地上に別れを
ここ数日の気温の変化に身体がついていかず、久しぶりにアレルギーが出て発熱した。喘息の兆候だ。
ぐるっと今日のスケジュールに頭を巡らすも、研修と会議と懇親会。
休んでやることにした。
駅からマイクロバスに乗って、市民病院に。
去年郊外に移転したため不便になったかと思ったが、こうやって無料送迎バスが往復してくれるので思ったほどの難儀は感じない。むしろ、景色を眺めながらゆっくりと田園地帯を走って、ちょっとした遠足気分だ。
新しい病院は森の中にあり、色とりどりの花が咲き、地元の産業である材木をふんだんに使った窓の多い明るい建物だ。表示も分かりやすく、多くのスタッフがどこに行っても親切に案内してくれる。

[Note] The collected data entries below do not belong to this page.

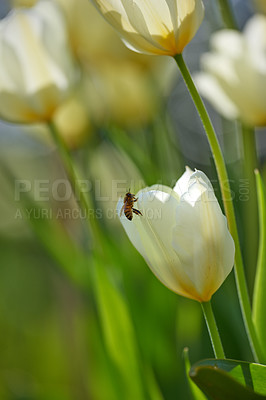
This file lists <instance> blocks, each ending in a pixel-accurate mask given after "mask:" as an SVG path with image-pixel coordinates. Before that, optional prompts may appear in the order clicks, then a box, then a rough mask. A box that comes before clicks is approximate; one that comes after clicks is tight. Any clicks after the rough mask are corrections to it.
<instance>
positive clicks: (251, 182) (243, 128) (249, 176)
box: [240, 124, 259, 295]
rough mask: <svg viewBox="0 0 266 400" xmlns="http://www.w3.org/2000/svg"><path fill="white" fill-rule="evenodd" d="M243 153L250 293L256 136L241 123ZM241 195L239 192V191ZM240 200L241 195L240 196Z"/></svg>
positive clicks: (246, 260) (244, 206) (257, 224)
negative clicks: (246, 187)
mask: <svg viewBox="0 0 266 400" xmlns="http://www.w3.org/2000/svg"><path fill="white" fill-rule="evenodd" d="M241 133H242V143H243V153H244V154H243V155H244V162H243V167H244V177H245V179H246V180H247V184H248V190H249V192H248V199H247V200H246V199H243V221H244V245H243V251H244V255H245V261H246V267H247V269H246V271H247V277H248V279H247V281H248V286H249V293H250V294H251V295H252V292H253V286H254V280H255V274H256V263H257V252H258V236H259V233H258V224H259V220H258V208H257V189H256V178H255V174H254V170H255V169H256V168H258V158H257V151H256V137H255V132H254V129H253V128H250V127H247V126H245V125H243V124H242V125H241ZM240 196H241V192H240ZM240 200H241V197H240Z"/></svg>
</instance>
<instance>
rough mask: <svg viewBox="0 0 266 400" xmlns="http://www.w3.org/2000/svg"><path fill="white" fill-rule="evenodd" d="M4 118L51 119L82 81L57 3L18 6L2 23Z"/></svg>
mask: <svg viewBox="0 0 266 400" xmlns="http://www.w3.org/2000/svg"><path fill="white" fill-rule="evenodd" d="M0 55H1V65H0V118H1V119H4V120H7V121H11V122H20V123H30V122H37V121H47V120H50V119H51V117H52V115H53V113H54V111H55V110H56V108H57V107H58V105H59V104H60V103H61V102H62V101H63V100H64V99H65V97H66V96H67V95H68V94H69V91H70V89H71V88H72V86H73V83H74V82H75V81H76V78H77V69H76V65H75V62H74V60H73V58H72V55H71V52H70V49H69V45H68V39H67V32H66V29H65V21H64V18H63V15H62V13H61V12H60V9H59V7H58V6H57V5H56V4H55V3H54V2H52V1H49V0H42V1H39V2H38V3H37V4H36V5H35V6H34V7H32V8H25V9H23V8H18V9H14V10H13V11H11V12H10V13H9V14H8V15H7V16H6V18H4V19H3V20H1V21H0Z"/></svg>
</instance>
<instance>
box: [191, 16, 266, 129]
mask: <svg viewBox="0 0 266 400" xmlns="http://www.w3.org/2000/svg"><path fill="white" fill-rule="evenodd" d="M201 64H202V69H203V72H201V73H199V74H197V75H195V82H196V84H197V86H198V89H199V91H200V92H201V94H202V95H203V96H205V97H206V98H207V99H208V100H209V101H210V102H211V104H212V105H213V106H214V108H215V109H216V110H217V111H218V112H220V113H221V114H222V115H223V116H224V117H225V118H228V119H232V120H235V119H240V120H242V122H244V123H245V124H246V125H250V126H264V125H266V95H265V87H266V17H265V16H264V15H255V16H254V17H252V18H251V19H250V20H249V21H248V23H247V25H246V26H245V28H244V31H243V33H240V32H237V31H235V30H230V29H224V30H222V31H219V32H217V33H215V34H214V35H213V36H212V39H211V52H210V53H206V54H203V56H202V59H201Z"/></svg>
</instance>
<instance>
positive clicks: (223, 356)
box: [201, 301, 225, 358]
mask: <svg viewBox="0 0 266 400" xmlns="http://www.w3.org/2000/svg"><path fill="white" fill-rule="evenodd" d="M201 307H202V311H203V314H204V318H205V321H206V324H207V328H208V331H209V335H210V339H211V342H212V348H213V352H214V355H215V358H225V354H224V350H223V345H222V342H221V338H220V335H219V331H218V327H217V325H216V321H215V318H214V315H213V311H212V306H211V302H210V301H207V302H205V303H201Z"/></svg>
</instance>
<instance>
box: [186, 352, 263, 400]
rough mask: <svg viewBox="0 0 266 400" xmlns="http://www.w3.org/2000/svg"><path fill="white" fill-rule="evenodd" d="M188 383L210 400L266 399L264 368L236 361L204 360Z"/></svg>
mask: <svg viewBox="0 0 266 400" xmlns="http://www.w3.org/2000/svg"><path fill="white" fill-rule="evenodd" d="M189 375H190V377H191V379H192V380H193V381H194V382H195V383H196V384H197V385H198V387H199V388H200V389H202V390H203V392H204V393H205V394H206V395H207V396H208V397H209V398H210V399H212V400H259V399H266V366H265V365H261V364H252V363H248V362H243V361H235V360H217V359H210V360H203V361H199V362H198V363H196V364H195V365H193V367H192V368H191V370H190V373H189Z"/></svg>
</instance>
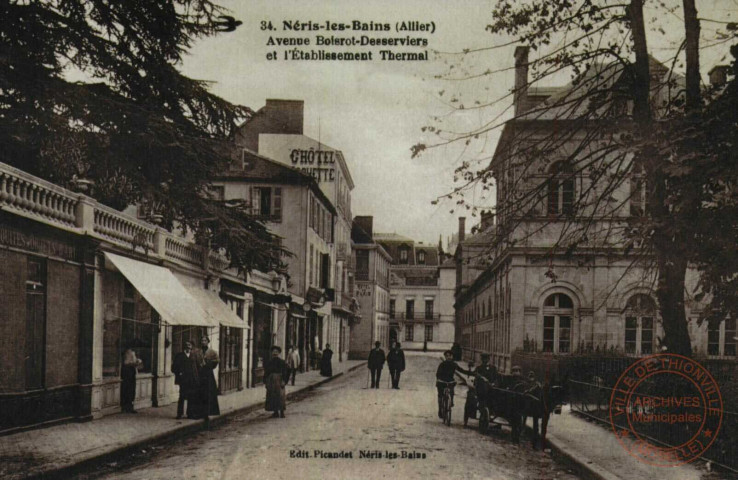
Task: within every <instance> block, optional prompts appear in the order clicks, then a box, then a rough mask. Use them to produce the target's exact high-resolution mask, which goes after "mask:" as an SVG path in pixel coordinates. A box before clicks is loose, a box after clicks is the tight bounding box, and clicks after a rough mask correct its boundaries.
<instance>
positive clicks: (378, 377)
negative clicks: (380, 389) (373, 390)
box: [367, 342, 386, 388]
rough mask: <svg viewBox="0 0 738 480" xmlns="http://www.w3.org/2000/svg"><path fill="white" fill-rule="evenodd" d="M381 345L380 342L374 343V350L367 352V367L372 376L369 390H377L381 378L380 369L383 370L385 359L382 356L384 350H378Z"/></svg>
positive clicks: (381, 371) (384, 358) (382, 355)
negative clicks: (373, 389)
mask: <svg viewBox="0 0 738 480" xmlns="http://www.w3.org/2000/svg"><path fill="white" fill-rule="evenodd" d="M381 345H382V344H381V343H380V342H374V348H373V349H372V350H371V351H370V352H369V360H368V361H367V367H368V368H369V371H370V372H371V374H372V386H371V388H379V379H380V377H381V376H382V369H383V368H384V362H385V359H386V357H385V356H384V350H382V349H381V348H380V346H381Z"/></svg>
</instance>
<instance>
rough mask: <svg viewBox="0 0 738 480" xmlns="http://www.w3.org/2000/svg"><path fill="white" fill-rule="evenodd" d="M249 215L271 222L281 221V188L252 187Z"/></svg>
mask: <svg viewBox="0 0 738 480" xmlns="http://www.w3.org/2000/svg"><path fill="white" fill-rule="evenodd" d="M251 213H252V214H253V215H255V216H257V217H262V218H265V219H268V220H270V221H273V222H281V221H282V188H281V187H274V188H272V187H252V188H251Z"/></svg>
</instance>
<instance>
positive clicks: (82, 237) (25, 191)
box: [0, 164, 286, 431]
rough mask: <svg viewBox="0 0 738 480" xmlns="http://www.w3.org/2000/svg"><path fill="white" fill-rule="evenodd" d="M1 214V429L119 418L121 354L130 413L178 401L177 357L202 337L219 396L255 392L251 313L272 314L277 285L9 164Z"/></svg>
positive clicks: (7, 171)
mask: <svg viewBox="0 0 738 480" xmlns="http://www.w3.org/2000/svg"><path fill="white" fill-rule="evenodd" d="M0 205H1V206H2V213H0V215H1V217H0V218H1V221H0V258H1V260H2V261H0V268H1V269H2V275H0V277H1V278H2V284H0V298H1V299H2V301H0V311H1V312H2V313H1V314H0V317H2V322H0V334H1V336H2V338H3V339H4V343H3V349H2V352H3V353H2V355H3V365H4V366H5V368H3V369H2V373H0V430H2V431H12V430H14V429H18V428H25V427H27V426H29V425H36V424H50V423H54V422H60V421H66V420H70V419H76V420H86V419H90V418H96V417H99V416H102V415H106V414H109V413H117V412H119V411H120V391H121V378H120V374H121V363H122V358H123V353H124V351H125V350H127V349H132V350H133V351H135V352H136V354H137V356H138V358H140V359H141V360H142V362H143V364H142V366H141V369H140V370H139V373H138V375H137V378H136V398H135V402H134V404H135V406H136V407H148V406H161V405H166V404H169V403H172V402H174V401H176V400H177V397H178V391H177V389H176V388H175V385H174V376H173V374H172V372H171V366H172V360H173V357H174V355H176V353H178V352H179V351H181V349H182V345H183V343H184V342H185V341H187V340H190V341H193V342H194V343H195V344H196V345H199V341H200V339H201V338H202V337H204V336H208V337H210V340H211V347H212V348H213V349H215V350H217V351H218V352H219V355H220V365H219V367H218V368H217V370H216V372H215V374H216V378H217V379H218V384H219V388H220V393H221V394H228V393H230V392H232V391H237V390H240V389H242V388H245V387H247V386H248V385H249V384H250V381H251V378H250V374H251V369H250V363H249V362H250V361H251V355H250V352H251V351H252V350H253V346H252V333H251V332H252V330H253V319H254V316H255V313H254V310H255V309H254V307H255V303H256V300H258V299H259V298H260V296H261V297H263V300H264V302H265V303H268V304H271V306H272V308H270V312H272V311H273V310H274V309H275V308H276V307H277V305H278V302H277V301H276V300H278V299H279V293H280V290H281V289H283V288H285V287H286V283H285V280H284V279H283V278H281V277H280V276H278V275H276V274H274V273H261V272H254V273H253V274H251V275H250V276H249V277H248V278H244V277H239V276H238V275H236V274H235V272H231V271H229V270H228V269H227V267H228V265H227V263H226V262H225V260H224V259H223V258H222V257H220V256H219V255H217V254H215V253H213V252H210V251H207V250H206V249H204V248H203V247H201V246H199V245H197V244H195V243H194V242H192V241H190V240H188V239H187V238H185V237H183V236H181V235H178V234H176V233H171V232H168V231H165V230H164V229H162V228H161V227H158V226H157V225H155V224H151V223H148V222H146V221H144V220H142V219H139V218H136V216H135V215H128V214H126V213H123V212H120V211H117V210H114V209H111V208H109V207H107V206H105V205H102V204H100V203H98V202H96V201H95V200H93V199H91V198H90V197H87V196H85V195H82V194H79V193H75V192H71V191H68V190H65V189H63V188H60V187H58V186H56V185H53V184H51V183H49V182H46V181H44V180H42V179H39V178H36V177H33V176H31V175H28V174H26V173H25V172H22V171H20V170H17V169H15V168H12V167H9V166H7V165H4V164H0ZM252 292H253V293H252ZM258 292H260V293H258ZM270 315H272V317H274V315H273V314H272V313H270Z"/></svg>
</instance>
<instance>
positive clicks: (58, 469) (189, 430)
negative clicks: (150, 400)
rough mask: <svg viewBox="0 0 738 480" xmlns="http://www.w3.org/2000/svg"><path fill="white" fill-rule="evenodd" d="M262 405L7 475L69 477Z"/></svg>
mask: <svg viewBox="0 0 738 480" xmlns="http://www.w3.org/2000/svg"><path fill="white" fill-rule="evenodd" d="M365 365H366V362H362V363H358V364H356V365H354V366H353V367H350V368H348V369H346V370H344V371H343V372H340V373H337V374H335V375H333V376H332V377H328V378H325V379H323V380H320V381H319V382H316V383H313V384H311V385H307V386H305V387H301V388H300V389H297V390H293V391H291V392H290V393H288V394H287V400H290V399H293V398H294V397H296V396H297V395H299V394H302V393H305V392H310V391H312V390H315V389H316V388H317V387H320V386H321V385H324V384H326V383H328V382H331V381H333V380H335V379H337V378H339V377H341V376H342V375H344V374H347V373H350V372H353V371H354V370H357V369H358V368H361V367H363V366H365ZM262 408H264V402H261V401H260V402H258V403H255V404H250V405H244V406H243V407H240V408H235V409H233V410H231V411H229V412H226V413H224V414H222V415H219V416H217V417H214V418H213V419H211V420H208V421H205V420H197V421H194V422H191V423H186V424H183V425H181V426H178V427H176V428H173V429H172V430H168V431H165V432H162V433H159V434H157V435H154V436H152V437H149V438H145V439H143V440H139V441H136V442H133V443H129V444H125V445H114V446H111V447H103V449H101V450H102V451H100V452H99V453H95V454H93V455H92V456H90V457H88V458H84V459H81V460H80V461H78V462H75V463H72V464H69V465H64V466H61V467H59V468H53V467H52V468H43V467H41V468H40V469H39V471H36V472H27V474H26V476H18V477H11V478H17V479H19V480H20V479H23V480H32V479H54V478H70V477H72V476H73V475H74V474H75V473H76V472H77V471H78V470H82V469H84V468H85V467H89V466H91V465H92V464H95V463H100V462H103V461H105V460H106V459H109V460H112V459H113V458H116V457H120V456H124V455H126V454H129V453H133V452H134V451H136V450H138V449H141V448H143V447H146V446H148V445H153V444H157V443H161V442H164V441H171V440H175V439H177V438H181V437H184V436H185V435H189V434H192V433H197V432H200V431H203V430H207V429H209V428H212V427H216V426H219V425H222V424H224V423H225V422H226V421H227V420H228V419H229V418H230V417H232V416H234V415H237V414H245V413H251V412H253V411H256V410H261V409H262Z"/></svg>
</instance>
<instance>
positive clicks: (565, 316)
mask: <svg viewBox="0 0 738 480" xmlns="http://www.w3.org/2000/svg"><path fill="white" fill-rule="evenodd" d="M573 316H574V302H572V301H571V298H569V297H568V296H567V295H565V294H563V293H554V294H553V295H549V296H548V297H547V298H546V300H545V301H544V302H543V351H544V352H552V353H569V352H571V319H572V317H573Z"/></svg>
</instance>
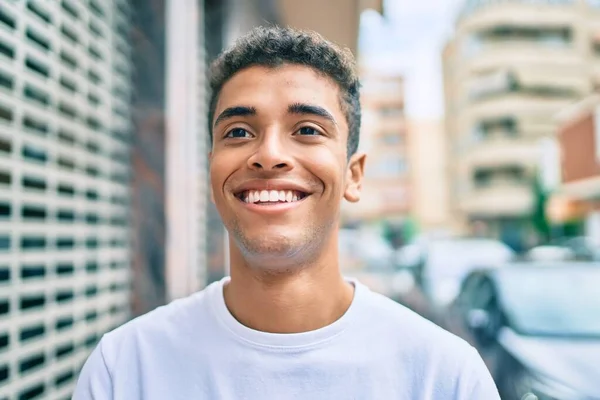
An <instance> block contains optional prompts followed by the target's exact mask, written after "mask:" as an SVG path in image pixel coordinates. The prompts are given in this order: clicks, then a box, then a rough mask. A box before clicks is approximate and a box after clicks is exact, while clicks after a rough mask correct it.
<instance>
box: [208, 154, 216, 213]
mask: <svg viewBox="0 0 600 400" xmlns="http://www.w3.org/2000/svg"><path fill="white" fill-rule="evenodd" d="M211 162H212V151H210V152H209V153H208V165H209V166H210V163H211ZM208 190H210V201H212V203H213V204H215V194H214V193H213V191H212V185H208Z"/></svg>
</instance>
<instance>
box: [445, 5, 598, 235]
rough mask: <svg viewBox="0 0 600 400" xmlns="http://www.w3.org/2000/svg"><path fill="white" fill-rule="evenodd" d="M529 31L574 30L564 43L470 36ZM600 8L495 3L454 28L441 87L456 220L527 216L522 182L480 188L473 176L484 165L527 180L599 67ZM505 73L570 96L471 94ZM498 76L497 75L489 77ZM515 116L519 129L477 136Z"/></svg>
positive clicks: (452, 190) (451, 208)
mask: <svg viewBox="0 0 600 400" xmlns="http://www.w3.org/2000/svg"><path fill="white" fill-rule="evenodd" d="M515 25H516V26H519V27H529V28H536V29H537V28H542V27H543V28H548V27H561V28H568V29H570V30H571V32H572V40H571V43H570V44H569V45H568V46H556V45H555V46H550V45H548V43H542V42H534V41H533V40H532V41H526V40H522V39H516V40H515V39H514V38H513V39H512V40H506V39H505V40H503V41H490V40H481V41H479V42H477V41H473V35H474V34H476V33H479V32H482V31H484V30H486V29H491V28H494V27H499V26H515ZM599 28H600V10H599V9H598V8H596V9H592V8H588V7H587V6H585V5H584V2H577V3H576V4H567V5H556V4H553V5H543V4H532V3H526V2H500V1H498V2H496V3H493V4H487V5H483V6H481V7H480V8H479V9H478V10H477V11H475V12H473V13H471V14H469V15H466V16H465V17H463V18H461V19H459V21H458V23H457V26H456V33H455V36H454V37H453V38H452V40H451V41H450V42H449V43H448V45H447V46H446V48H445V49H444V53H443V59H444V88H445V100H446V119H447V121H446V135H447V138H448V141H449V142H448V161H449V165H448V167H449V168H448V171H449V185H450V191H449V192H450V207H451V213H452V216H453V218H455V220H456V222H457V223H463V225H464V223H465V222H466V221H468V220H469V218H474V217H476V218H479V217H484V218H491V219H494V218H500V217H503V218H506V217H509V218H510V217H515V218H518V217H524V216H526V215H527V214H528V213H529V212H530V211H531V206H532V204H533V196H532V192H531V190H530V187H529V185H528V184H527V183H525V182H520V183H517V182H509V181H506V180H501V179H499V180H497V181H492V182H491V183H490V184H489V185H488V186H486V187H483V188H482V187H477V186H476V185H475V182H474V179H473V176H474V173H475V171H478V170H481V169H482V168H502V167H507V166H518V167H520V168H523V171H525V174H526V176H527V177H529V178H531V177H532V176H533V173H534V172H535V170H536V168H537V167H538V163H539V159H540V158H539V143H540V140H541V139H543V138H547V137H554V135H555V134H556V130H557V126H556V124H555V122H554V121H553V117H554V115H555V114H556V113H557V112H558V111H560V110H561V109H563V108H564V107H565V106H567V105H568V104H570V103H572V102H573V101H576V100H577V99H578V98H581V97H583V96H585V95H587V94H588V93H589V92H590V91H591V90H592V82H593V81H594V79H597V77H596V75H598V73H599V72H600V68H599V66H600V55H599V54H598V53H597V54H594V53H593V51H592V49H593V47H592V43H593V39H592V38H593V37H594V36H595V35H597V33H596V32H599V31H600V29H599ZM504 72H508V73H509V74H510V76H512V78H514V79H516V81H517V82H518V84H519V85H520V87H521V88H536V87H544V88H560V89H568V90H570V91H571V94H570V95H567V96H564V95H563V96H562V97H561V96H556V95H552V96H548V95H540V94H539V93H537V94H532V93H530V92H527V93H526V92H525V91H524V90H522V89H520V90H519V91H508V90H507V91H506V92H503V91H500V92H499V93H496V94H493V95H492V96H489V97H487V98H478V99H474V98H473V97H472V93H474V92H475V91H476V90H481V89H482V88H483V89H484V90H489V88H490V87H493V86H494V85H500V86H502V78H501V75H502V73H504ZM492 73H494V74H497V78H493V77H491V74H492ZM500 117H510V118H513V119H514V121H515V124H516V132H515V135H514V136H512V137H508V136H507V135H505V134H504V133H500V134H499V135H496V134H491V135H487V136H486V137H485V139H484V140H482V139H481V138H480V136H479V135H477V134H475V131H476V129H475V128H477V126H478V125H479V124H480V123H481V122H482V121H486V120H488V121H489V120H494V119H497V118H500Z"/></svg>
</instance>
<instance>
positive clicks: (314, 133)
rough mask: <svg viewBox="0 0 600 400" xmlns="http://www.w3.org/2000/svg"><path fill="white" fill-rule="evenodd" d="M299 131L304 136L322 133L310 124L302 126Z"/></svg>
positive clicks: (298, 132) (314, 134) (307, 135)
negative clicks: (301, 127) (319, 131)
mask: <svg viewBox="0 0 600 400" xmlns="http://www.w3.org/2000/svg"><path fill="white" fill-rule="evenodd" d="M298 133H299V134H300V135H302V136H318V135H320V134H321V133H320V132H319V131H318V130H316V129H315V128H311V127H310V126H305V127H302V128H300V129H299V130H298Z"/></svg>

診察と会計を済ませて最上階にいくと、ガラス張りの明るいカフェがあって眼下に広がる森と棚田を一望できる。送迎バスの時間まで、遅い朝食をとりながら過ごした。
なんというか、のんびりした街だなぁと思う。
病院の待合室でも、送迎バスでも、薬局でも、みんな穏やかで人懐こい。
いい街だと思う。
本当なら今頃、大阪のど真ん中の、デザイナーズのガラスと白い鉄筋で出来たビルで、刻々と移り変わるディスプレイを眺めながらキーボードを叩いているのに。
ほんの電車で一時間ほどの場所で、ずいぶん世界が変わるものだ。
ここで、もっと長い時間を過ごすことができたらいいのに。
ともあれ、初めて行った市民病院はたいそう快適だったのだ。せっかく住民税を払っているんだし、もっと活用することにしよう。
そして、医師に言われたとおり、熱もあることだし薬を飲んで大人しくしていよう。